Lord Fyre wrote:
(Yes, I am an American, worse I am a Californian.)
A Texan, a Californian, and a Washingtonian are at a hunting camp together in the woods. They're sitting around the campfire drinking when the Texan suddenly stands, throws his bottle of whiskey into the air, raises his gun and shoots it. He then sits back down. The other two look surprised, so he takes out another bottle from his pack, grins, and says "We've got plenty of whiskey in Texas."
The Californian laughs and stands up. He tosses his bottle of wine into the air, raises his gun, and shoots it. Then he sits back down, pulls out another bottle and says "We've got plenty of wine in California."
Finally, the Washingtonian stands up. He takes his can of Olympia beer and tosses it high into the air. He raises his gun and shoots the Californian. He then catches the can as it falls, chugs the beer, and says "We've got plenty of Californians in Washington."
Brilliant! My friends in Seattle would be amused.

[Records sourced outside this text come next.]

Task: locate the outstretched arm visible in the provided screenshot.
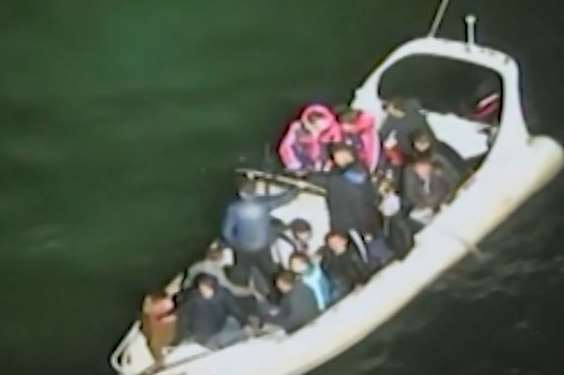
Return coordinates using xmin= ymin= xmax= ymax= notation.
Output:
xmin=259 ymin=187 xmax=299 ymax=210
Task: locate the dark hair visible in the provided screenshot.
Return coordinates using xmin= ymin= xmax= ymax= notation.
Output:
xmin=383 ymin=97 xmax=406 ymax=111
xmin=337 ymin=109 xmax=360 ymax=124
xmin=324 ymin=230 xmax=348 ymax=244
xmin=411 ymin=129 xmax=433 ymax=145
xmin=275 ymin=270 xmax=296 ymax=286
xmin=206 ymin=245 xmax=224 ymax=261
xmin=237 ymin=176 xmax=256 ymax=195
xmin=290 ymin=218 xmax=311 ymax=235
xmin=329 ymin=142 xmax=355 ymax=158
xmin=194 ymin=273 xmax=218 ymax=290
xmin=289 ymin=252 xmax=311 ymax=266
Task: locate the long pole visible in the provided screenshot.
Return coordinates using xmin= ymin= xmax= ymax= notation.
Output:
xmin=428 ymin=0 xmax=451 ymax=38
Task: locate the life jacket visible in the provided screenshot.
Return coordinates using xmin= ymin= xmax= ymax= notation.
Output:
xmin=278 ymin=104 xmax=339 ymax=171
xmin=345 ymin=112 xmax=380 ymax=171
xmin=336 ymin=111 xmax=380 ymax=171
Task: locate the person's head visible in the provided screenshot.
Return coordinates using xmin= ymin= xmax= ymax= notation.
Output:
xmin=412 ymin=129 xmax=433 ymax=154
xmin=413 ymin=158 xmax=433 ymax=178
xmin=290 ymin=218 xmax=312 ymax=243
xmin=207 ymin=242 xmax=235 ymax=267
xmin=275 ymin=270 xmax=296 ymax=294
xmin=377 ymin=177 xmax=396 ymax=196
xmin=143 ymin=290 xmax=169 ymax=314
xmin=206 ymin=242 xmax=225 ymax=263
xmin=195 ymin=274 xmax=217 ymax=299
xmin=329 ymin=143 xmax=356 ymax=168
xmin=383 ymin=97 xmax=407 ymax=118
xmin=302 ymin=111 xmax=327 ymax=133
xmin=324 ymin=231 xmax=349 ymax=254
xmin=237 ymin=177 xmax=256 ymax=199
xmin=337 ymin=108 xmax=360 ymax=133
xmin=289 ymin=252 xmax=312 ymax=274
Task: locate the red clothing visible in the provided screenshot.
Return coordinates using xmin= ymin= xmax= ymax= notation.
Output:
xmin=384 ymin=145 xmax=404 ymax=167
xmin=336 ymin=111 xmax=380 ymax=171
xmin=141 ymin=295 xmax=177 ymax=360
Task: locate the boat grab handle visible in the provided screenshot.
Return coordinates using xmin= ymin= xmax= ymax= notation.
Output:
xmin=110 ymin=321 xmax=142 ymax=375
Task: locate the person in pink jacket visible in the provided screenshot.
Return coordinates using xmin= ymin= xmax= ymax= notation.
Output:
xmin=278 ymin=104 xmax=340 ymax=173
xmin=335 ymin=107 xmax=380 ymax=171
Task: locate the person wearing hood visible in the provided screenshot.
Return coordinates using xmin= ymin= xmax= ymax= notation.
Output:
xmin=221 ymin=177 xmax=298 ymax=294
xmin=334 ymin=106 xmax=380 ymax=171
xmin=264 ymin=270 xmax=321 ymax=333
xmin=175 ymin=274 xmax=252 ymax=349
xmin=278 ymin=104 xmax=340 ymax=173
xmin=308 ymin=143 xmax=382 ymax=237
xmin=289 ymin=252 xmax=332 ymax=311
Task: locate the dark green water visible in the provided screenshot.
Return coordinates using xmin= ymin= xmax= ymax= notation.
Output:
xmin=1 ymin=1 xmax=562 ymax=374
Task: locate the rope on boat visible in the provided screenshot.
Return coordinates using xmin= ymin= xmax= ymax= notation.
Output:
xmin=428 ymin=0 xmax=451 ymax=37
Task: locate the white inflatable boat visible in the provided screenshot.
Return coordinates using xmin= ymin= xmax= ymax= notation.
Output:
xmin=110 ymin=11 xmax=563 ymax=375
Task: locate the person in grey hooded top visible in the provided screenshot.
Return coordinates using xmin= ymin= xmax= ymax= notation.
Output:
xmin=221 ymin=177 xmax=298 ymax=293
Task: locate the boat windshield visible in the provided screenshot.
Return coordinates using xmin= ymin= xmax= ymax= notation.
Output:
xmin=379 ymin=55 xmax=503 ymax=125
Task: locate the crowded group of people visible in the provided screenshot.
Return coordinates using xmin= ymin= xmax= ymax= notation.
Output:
xmin=140 ymin=97 xmax=468 ymax=364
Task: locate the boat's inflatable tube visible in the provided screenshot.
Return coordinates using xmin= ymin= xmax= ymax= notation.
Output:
xmin=131 ymin=137 xmax=562 ymax=375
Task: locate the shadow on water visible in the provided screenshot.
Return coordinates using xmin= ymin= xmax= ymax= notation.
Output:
xmin=0 ymin=0 xmax=562 ymax=374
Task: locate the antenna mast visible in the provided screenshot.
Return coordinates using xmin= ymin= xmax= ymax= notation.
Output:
xmin=428 ymin=0 xmax=451 ymax=38
xmin=465 ymin=14 xmax=477 ymax=45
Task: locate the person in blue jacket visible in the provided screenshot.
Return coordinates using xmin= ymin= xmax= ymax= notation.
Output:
xmin=221 ymin=177 xmax=298 ymax=295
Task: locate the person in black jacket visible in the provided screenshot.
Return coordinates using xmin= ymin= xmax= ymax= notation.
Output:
xmin=319 ymin=231 xmax=370 ymax=302
xmin=308 ymin=143 xmax=381 ymax=237
xmin=409 ymin=129 xmax=464 ymax=187
xmin=263 ymin=271 xmax=320 ymax=333
xmin=402 ymin=158 xmax=455 ymax=227
xmin=379 ymin=98 xmax=436 ymax=160
xmin=175 ymin=274 xmax=251 ymax=349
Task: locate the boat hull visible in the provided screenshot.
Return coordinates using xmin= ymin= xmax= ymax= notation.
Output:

The reason for the commoner class is to have someone that is semi buff that doesn't have specialized skills he couldn't justify. Not everyone in life is a highly trained specialist in a skill (expert) or in arms (warrior) and certainly not in a PC class.
Sure, once you get to 10th level it's all noise. But for people that do a lot of low-level gaming, it's very handy. Those three farmboy brothers down the road are known for getting drunk kicking people's asses they don't like and are L2 commoners. You need a level or two under your belt to cross them, maybe. Their farm can be close to orc country plausibly as they can run off a solo opponent. It gives you a way to do the "American pioneer" kind of freesteader who can get along a little out in more wild areas without being good with platemail or having a masterwork-level craft skill.
You don't have to have peasant levies in your army, but if you do they're certainly commoners.